Evolving MLOps Platforms for Generative AI and Agents with Abhijit Bose - #714
Jan 13, 2025
auto_awesome
Abhijit Bose, Head of Enterprise AI and ML platforms at Capital One, shared insights into the evolution of their generative AI platform. He discussed the transition to a platform-centric approach in finance and the integration challenges faced by MLOps. Bose delved into optimizing Llama models for improved customer service and the role of Kubernetes in enhancing machine learning workflows. He also highlighted the significance of cloud architecture in AI experimentation and the new skill sets required for thriving in the generative AI landscape.
Capital One employs a platform-centric approach to AI, integrating both classic ML methods and generative AI to enhance operational efficiency.
The company emphasizes robust observability and governance systems to address unique challenges presented by generative AI in production environments.
Deep dives
Capital One's AI Infrastructure and Strategy
Capital One is deeply embedding AI into its operations, utilizing proprietary solutions across its tech stack to enhance customer experiences. The company's head of enterprise AI and ML platforms emphasizes their commitment to developing both classic machine learning methods and generative AI applications. Over the past four years, the firm has rebuilt its machine learning stack, enabling data scientists and engineers to efficiently deploy critical models like credit approval and fraud detection. This strong focus on AI not only helps maintain operational responsibilities but also creates opportunities for exponential advancements in financial technology.
The Importance of a Platform Approach
Capital One operates with a strong platform-centric mindset, which sets it apart as a tech-focused financial institution. Centralizing AI capabilities allows the organization to leverage expensive resources like GPUs across various teams effectively, ensuring optimal utilization. Furthermore, this strategic approach fosters a robust data culture, streamlining governance and compliance procedures necessary for operating in the financial sector. High user satisfaction is evident, as their machine learning platform boasts the highest net promoter score among the company's platforms, validating the effectiveness of their user-focused improvements.
Integrating Traditional Machine Learning with Generative AI
Capital One is balancing its investments between traditional machine learning techniques and newer generative AI solutions, recognizing the relevance of both methodologies in solving various business challenges. While some tasks may still require established ML strategies, others, particularly in customer servicing and fraud detection, benefit from generative AI's capabilities. This dual investment approach not only addresses immediate needs but also propels traditional techniques into the executive spotlight, potentially accelerating their evolution. Ultimately, the company aims to utilize both methodologies effectively to meet evolving customer demands.
Observability and Infrastructure Challenges for Generative AI
Implementing generative AI poses unique challenges, particularly concerning observability in production environments. Traditional model monitoring processes must evolve to accommodate new issues such as 'hallucinations' from language models and complex agentic workflows that interact with external tools. Capital One has recognized the need for comprehensive logging and governance systems, integrating these requirements directly into their existing platforms.

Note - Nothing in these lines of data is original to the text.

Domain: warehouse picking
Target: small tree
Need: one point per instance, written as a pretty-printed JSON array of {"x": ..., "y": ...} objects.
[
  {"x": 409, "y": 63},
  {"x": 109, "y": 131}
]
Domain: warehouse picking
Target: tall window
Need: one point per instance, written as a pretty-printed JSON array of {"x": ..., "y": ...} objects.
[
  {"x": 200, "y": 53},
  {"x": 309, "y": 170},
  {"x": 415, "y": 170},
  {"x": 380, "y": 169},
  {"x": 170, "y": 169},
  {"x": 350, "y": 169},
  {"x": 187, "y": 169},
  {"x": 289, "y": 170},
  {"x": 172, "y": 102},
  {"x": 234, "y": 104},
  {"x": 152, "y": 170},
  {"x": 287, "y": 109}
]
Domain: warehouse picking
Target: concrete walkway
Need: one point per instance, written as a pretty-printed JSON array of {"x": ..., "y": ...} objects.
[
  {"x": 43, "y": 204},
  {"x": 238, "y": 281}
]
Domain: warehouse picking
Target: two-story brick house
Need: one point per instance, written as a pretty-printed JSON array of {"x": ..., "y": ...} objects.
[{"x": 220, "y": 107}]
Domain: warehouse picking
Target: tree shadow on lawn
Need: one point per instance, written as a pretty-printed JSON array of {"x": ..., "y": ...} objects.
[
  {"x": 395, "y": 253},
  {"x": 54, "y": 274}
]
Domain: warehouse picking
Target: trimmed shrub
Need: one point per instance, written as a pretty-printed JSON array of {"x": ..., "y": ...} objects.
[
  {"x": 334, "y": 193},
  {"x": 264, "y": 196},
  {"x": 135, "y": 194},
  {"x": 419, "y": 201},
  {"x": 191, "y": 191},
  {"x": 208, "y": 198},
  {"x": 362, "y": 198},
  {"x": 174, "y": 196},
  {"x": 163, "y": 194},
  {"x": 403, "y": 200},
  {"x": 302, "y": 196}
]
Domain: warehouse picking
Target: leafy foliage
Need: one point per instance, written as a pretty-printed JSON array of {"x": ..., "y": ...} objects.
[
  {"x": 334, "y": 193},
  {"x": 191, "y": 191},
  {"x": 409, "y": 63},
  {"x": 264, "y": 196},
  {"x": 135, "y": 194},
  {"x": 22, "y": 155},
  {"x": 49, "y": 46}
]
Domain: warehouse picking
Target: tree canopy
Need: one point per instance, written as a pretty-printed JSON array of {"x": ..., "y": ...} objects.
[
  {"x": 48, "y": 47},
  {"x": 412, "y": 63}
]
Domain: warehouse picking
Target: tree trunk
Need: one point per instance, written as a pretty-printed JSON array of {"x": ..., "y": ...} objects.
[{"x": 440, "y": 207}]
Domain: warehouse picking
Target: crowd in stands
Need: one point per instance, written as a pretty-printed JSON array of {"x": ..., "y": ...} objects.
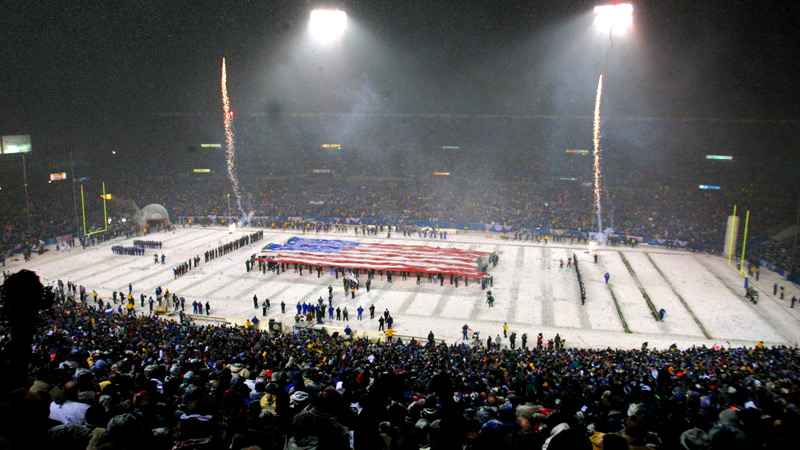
[
  {"x": 383, "y": 171},
  {"x": 116, "y": 381}
]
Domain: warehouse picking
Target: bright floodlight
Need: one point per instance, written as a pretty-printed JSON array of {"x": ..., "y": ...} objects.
[
  {"x": 327, "y": 25},
  {"x": 617, "y": 17}
]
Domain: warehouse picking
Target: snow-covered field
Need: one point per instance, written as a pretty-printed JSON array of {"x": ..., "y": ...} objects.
[{"x": 702, "y": 296}]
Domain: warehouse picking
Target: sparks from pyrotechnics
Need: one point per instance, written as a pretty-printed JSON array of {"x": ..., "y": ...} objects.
[
  {"x": 230, "y": 155},
  {"x": 597, "y": 171}
]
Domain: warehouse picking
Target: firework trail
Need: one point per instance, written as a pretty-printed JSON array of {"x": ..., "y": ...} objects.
[
  {"x": 597, "y": 170},
  {"x": 230, "y": 149}
]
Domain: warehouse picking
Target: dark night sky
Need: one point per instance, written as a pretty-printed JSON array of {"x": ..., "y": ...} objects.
[{"x": 75, "y": 71}]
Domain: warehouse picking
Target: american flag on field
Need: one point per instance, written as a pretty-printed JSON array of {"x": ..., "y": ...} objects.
[{"x": 362, "y": 255}]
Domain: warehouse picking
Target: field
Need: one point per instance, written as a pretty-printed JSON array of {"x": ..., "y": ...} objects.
[{"x": 702, "y": 296}]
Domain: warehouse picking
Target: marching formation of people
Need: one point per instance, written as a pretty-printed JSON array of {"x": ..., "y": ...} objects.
[
  {"x": 148, "y": 244},
  {"x": 226, "y": 248},
  {"x": 122, "y": 250}
]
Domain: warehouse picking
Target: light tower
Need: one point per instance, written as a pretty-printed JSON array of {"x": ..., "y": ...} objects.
[{"x": 327, "y": 25}]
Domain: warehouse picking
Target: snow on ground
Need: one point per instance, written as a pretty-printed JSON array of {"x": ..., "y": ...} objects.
[{"x": 702, "y": 295}]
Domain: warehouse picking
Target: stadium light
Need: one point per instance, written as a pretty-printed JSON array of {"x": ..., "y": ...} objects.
[
  {"x": 615, "y": 17},
  {"x": 327, "y": 25}
]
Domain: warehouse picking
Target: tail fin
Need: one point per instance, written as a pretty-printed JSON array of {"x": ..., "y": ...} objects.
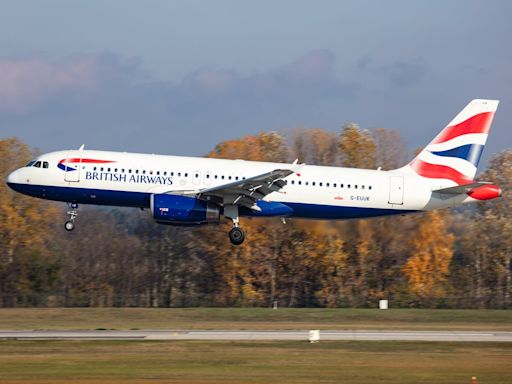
[{"x": 454, "y": 153}]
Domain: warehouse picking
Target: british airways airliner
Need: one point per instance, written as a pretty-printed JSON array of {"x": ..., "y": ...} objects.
[{"x": 195, "y": 191}]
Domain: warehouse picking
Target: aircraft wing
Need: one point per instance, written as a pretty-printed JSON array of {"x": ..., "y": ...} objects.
[{"x": 247, "y": 191}]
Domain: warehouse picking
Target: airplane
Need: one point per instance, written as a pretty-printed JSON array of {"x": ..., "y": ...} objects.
[{"x": 193, "y": 191}]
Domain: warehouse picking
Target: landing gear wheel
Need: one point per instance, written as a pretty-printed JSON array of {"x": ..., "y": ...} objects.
[
  {"x": 69, "y": 225},
  {"x": 73, "y": 213},
  {"x": 236, "y": 236}
]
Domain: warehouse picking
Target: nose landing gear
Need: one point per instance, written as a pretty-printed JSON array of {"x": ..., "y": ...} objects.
[{"x": 73, "y": 213}]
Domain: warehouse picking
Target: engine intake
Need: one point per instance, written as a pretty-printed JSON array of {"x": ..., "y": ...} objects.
[{"x": 183, "y": 210}]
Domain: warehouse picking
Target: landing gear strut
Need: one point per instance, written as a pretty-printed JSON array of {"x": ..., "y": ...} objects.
[
  {"x": 73, "y": 213},
  {"x": 236, "y": 234}
]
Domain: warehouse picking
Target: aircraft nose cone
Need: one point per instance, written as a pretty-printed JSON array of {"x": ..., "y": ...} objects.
[{"x": 12, "y": 178}]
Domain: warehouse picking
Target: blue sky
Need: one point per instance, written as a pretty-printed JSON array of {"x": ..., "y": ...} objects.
[{"x": 177, "y": 77}]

This careful balance between scientific rigor and engineering practices enables the company to build resilient infrastructure, ensuring that their generative AI applications are not only effective but also reliable.
Today, we're joined by Abhijit Bose, head of enterprise AI and ML platforms at Capital One to discuss the evolution of the company’s approach and insights on Generative AI and platform best practices. In this episode, we dig into the company’s platform-centric approach to AI, and how they’ve been evolving their existing MLOps and data platforms to support the new challenges and opportunities presented by generative AI workloads and AI agents. We explore their use of cloud-based infrastructure—in this case on AWS—to provide a foundation upon which they then layer open-source and proprietary services and tools. We cover their use of Llama 3 and open-weight models, their approach to fine-tuning, their observability tooling for Gen AI applications, their use of inference optimization techniques like quantization, and more. Finally, Abhijit shares the future of agentic workflows in the enterprise, the application of OpenAI o1-style reasoning in models, and the new roles and skillsets required in the evolving GenAI landscape.